Outra questão será de onde nasceu este boato e com que intenção. Sendo que um boato pode nascer simplesmente de uma brincadeira de mau gosto, este vinha, em algumas das suas versões, com referência à CNN e escrito em inglês, o que mostra algum grau de elaboração ou uma fonte externa. Como não pode haver uma resposta direta a ela, deixemo-la de lado.

Uma terceira questão será como se espalhou tanto e tão depressa. A predisposição para aceitar esta explicação indicia um certo ar dos tempos, um clima instalado e suspeitos do costume. Como se costuma dizer, as notícias falsas com as suas explicações simples e teorias da conspiração adjacentes bebem da fonte da necessidade de certezas, fazendo muitas pessoas preferir imediatamente a tese de uma ciberguerra à de um acaso, fenómeno ambiental ou à da revelação das fragilidades sistémicas. As teorias da conspiração dão segurança, os maus que controlariam, ameaçariam ou desencadeariam este tipo de fenómenos seriam mais seguros que a insegurança do mundo real. Mas certamente não precisamos de uma teoria sobre a génese da aceitação das notícias falsas para perceber o perigo das máquinas de desinformação.

Serviços públicos. Uma outra dimensão política virá à baila nos próximos tempos. A disputa sobre o que aconteceu durante o apagão. Uma primeira camada será sobre a eficácia do governo na gestão das ocorrências. Outra, mais importante a médio prazo, será sobre o estado dos serviços de emergência e das infraestruturas críticas, sobre o desinvestimento de que têm sido objeto ao longo dos últimos anos e a necessidade de reverter isto.
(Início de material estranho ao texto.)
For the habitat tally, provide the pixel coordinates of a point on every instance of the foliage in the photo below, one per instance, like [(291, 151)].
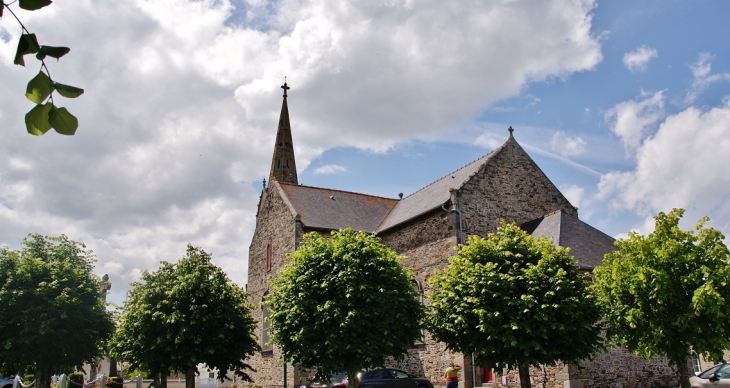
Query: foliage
[(44, 115), (184, 314), (344, 303), (668, 293), (54, 314), (514, 301)]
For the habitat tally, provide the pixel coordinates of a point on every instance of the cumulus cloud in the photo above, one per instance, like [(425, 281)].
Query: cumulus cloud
[(178, 120), (702, 78), (567, 145), (638, 59), (631, 120), (329, 169), (683, 165)]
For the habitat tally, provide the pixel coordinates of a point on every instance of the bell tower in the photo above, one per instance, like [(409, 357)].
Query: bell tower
[(283, 166)]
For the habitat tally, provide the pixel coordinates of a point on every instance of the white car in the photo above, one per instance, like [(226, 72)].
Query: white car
[(717, 376)]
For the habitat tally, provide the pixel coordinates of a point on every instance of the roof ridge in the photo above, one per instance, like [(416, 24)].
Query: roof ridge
[(485, 156), (337, 190)]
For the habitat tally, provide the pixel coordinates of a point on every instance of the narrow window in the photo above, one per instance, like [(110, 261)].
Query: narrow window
[(268, 257), (419, 290), (265, 345)]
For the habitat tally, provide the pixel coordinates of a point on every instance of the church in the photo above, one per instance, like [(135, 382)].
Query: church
[(426, 226)]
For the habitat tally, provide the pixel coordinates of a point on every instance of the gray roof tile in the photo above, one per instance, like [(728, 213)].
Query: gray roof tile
[(433, 195), (336, 209)]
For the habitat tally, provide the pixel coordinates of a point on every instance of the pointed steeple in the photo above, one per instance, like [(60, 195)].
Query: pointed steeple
[(283, 166)]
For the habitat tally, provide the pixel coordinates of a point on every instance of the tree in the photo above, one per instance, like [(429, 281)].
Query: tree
[(54, 317), (185, 314), (344, 303), (43, 116), (668, 293), (514, 301)]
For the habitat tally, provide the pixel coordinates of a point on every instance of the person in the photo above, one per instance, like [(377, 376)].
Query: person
[(452, 376)]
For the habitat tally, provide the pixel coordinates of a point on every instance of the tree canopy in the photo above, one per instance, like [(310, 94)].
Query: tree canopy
[(514, 301), (344, 303), (184, 314), (45, 114), (54, 317), (668, 293)]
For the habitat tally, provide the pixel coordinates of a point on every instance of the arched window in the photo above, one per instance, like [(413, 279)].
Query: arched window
[(269, 253), (265, 345)]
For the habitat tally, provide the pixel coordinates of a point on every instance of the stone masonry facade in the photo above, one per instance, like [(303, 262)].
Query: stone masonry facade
[(508, 186)]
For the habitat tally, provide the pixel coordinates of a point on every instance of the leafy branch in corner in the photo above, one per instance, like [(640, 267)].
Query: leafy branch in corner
[(45, 115)]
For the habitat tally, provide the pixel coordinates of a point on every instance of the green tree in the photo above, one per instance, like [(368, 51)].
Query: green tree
[(185, 314), (514, 301), (344, 303), (668, 293), (54, 317), (45, 115)]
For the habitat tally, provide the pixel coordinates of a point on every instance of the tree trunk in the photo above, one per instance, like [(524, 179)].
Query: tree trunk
[(352, 379), (682, 372), (524, 376), (190, 376), (42, 378)]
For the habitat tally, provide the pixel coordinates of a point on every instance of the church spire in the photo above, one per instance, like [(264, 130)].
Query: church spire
[(283, 167)]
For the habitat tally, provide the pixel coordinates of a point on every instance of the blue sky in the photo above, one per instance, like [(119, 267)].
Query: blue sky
[(624, 105)]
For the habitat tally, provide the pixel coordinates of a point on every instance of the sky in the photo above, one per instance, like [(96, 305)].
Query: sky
[(624, 105)]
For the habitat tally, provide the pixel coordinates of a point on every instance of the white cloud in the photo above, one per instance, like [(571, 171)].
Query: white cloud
[(631, 120), (702, 78), (638, 59), (329, 169), (683, 165), (178, 120), (567, 145)]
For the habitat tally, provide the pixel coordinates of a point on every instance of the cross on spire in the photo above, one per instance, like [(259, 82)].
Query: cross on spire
[(285, 87)]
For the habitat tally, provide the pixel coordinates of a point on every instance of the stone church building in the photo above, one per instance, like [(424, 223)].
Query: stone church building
[(426, 226)]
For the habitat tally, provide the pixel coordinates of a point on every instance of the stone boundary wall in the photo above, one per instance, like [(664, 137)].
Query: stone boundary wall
[(618, 368)]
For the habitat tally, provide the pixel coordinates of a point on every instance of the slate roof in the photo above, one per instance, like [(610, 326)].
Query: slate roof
[(336, 209), (435, 194), (587, 244)]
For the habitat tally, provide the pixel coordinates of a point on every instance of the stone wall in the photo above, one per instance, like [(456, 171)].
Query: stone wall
[(510, 187), (540, 377), (275, 224)]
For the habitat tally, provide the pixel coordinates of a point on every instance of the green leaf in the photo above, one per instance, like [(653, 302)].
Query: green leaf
[(36, 121), (28, 44), (68, 91), (51, 51), (62, 121), (39, 88), (32, 5)]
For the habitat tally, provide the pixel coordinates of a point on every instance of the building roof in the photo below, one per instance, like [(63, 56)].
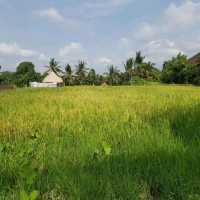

Numa outra camada, de fundo, entra o debate sobre os serviços públicos em geral. Porque se alguma lição imediata se pode tirar é a da indispensabilidade de investimento nos serviços públicos. É o público, o comum, que nos pode salvar das crises. Foi a lição da pandemia, é a deste dia também. Necessitamos de serviços públicos fortes, sem estarem dependentes dos “mercados” e das oscilações especulativas, dos “empreendedores” que olham para o mundo com os olhos do lucro imediato. Necessitamos de debate claro, amplo, democrático, sobre prioridades coletivas. Isso é a segurança que podemos construir num mundo perigoso.

Eletricidade. Ironicamente, enquanto a Península Ibérica vivia o seu apagão, aqui ao lado, em França, discutia-se na Assembleia Nacional a “soberania energética” do país. Um debate feito de escolhas a que não seremos alheios. Com o governo do centrão a adiar uma transição energética indispensável e a reforçar a aposta na energia nuclear e a demagogia da extrema-direita a pedir ainda mais nuclear e a diabolizar as energias renováveis ficam indicadas as balizas políticas que se manifestarão aqui de forma mais ou menos semelhante.

Por estas bandas, para além de termos de falar da privatização das empresas energéticas e do que isso significa, temos de falar em abastecimento e da chamada ilha energética em que se tornou a Península Ibérica, de conetividades, de dependência energética, de energias renováveis de produção autónoma, de grandes empresas. É, assim, tempo de aprofundar todos estes debates.

E é tempo de fazermos um balanço das nossas fragilidades e diagnosticar problemas nas infraestruturas críticas e serviços de emergência, de combater a desinformação e de perceber que é a força dos serviços públicos que nos permite resistir às crises.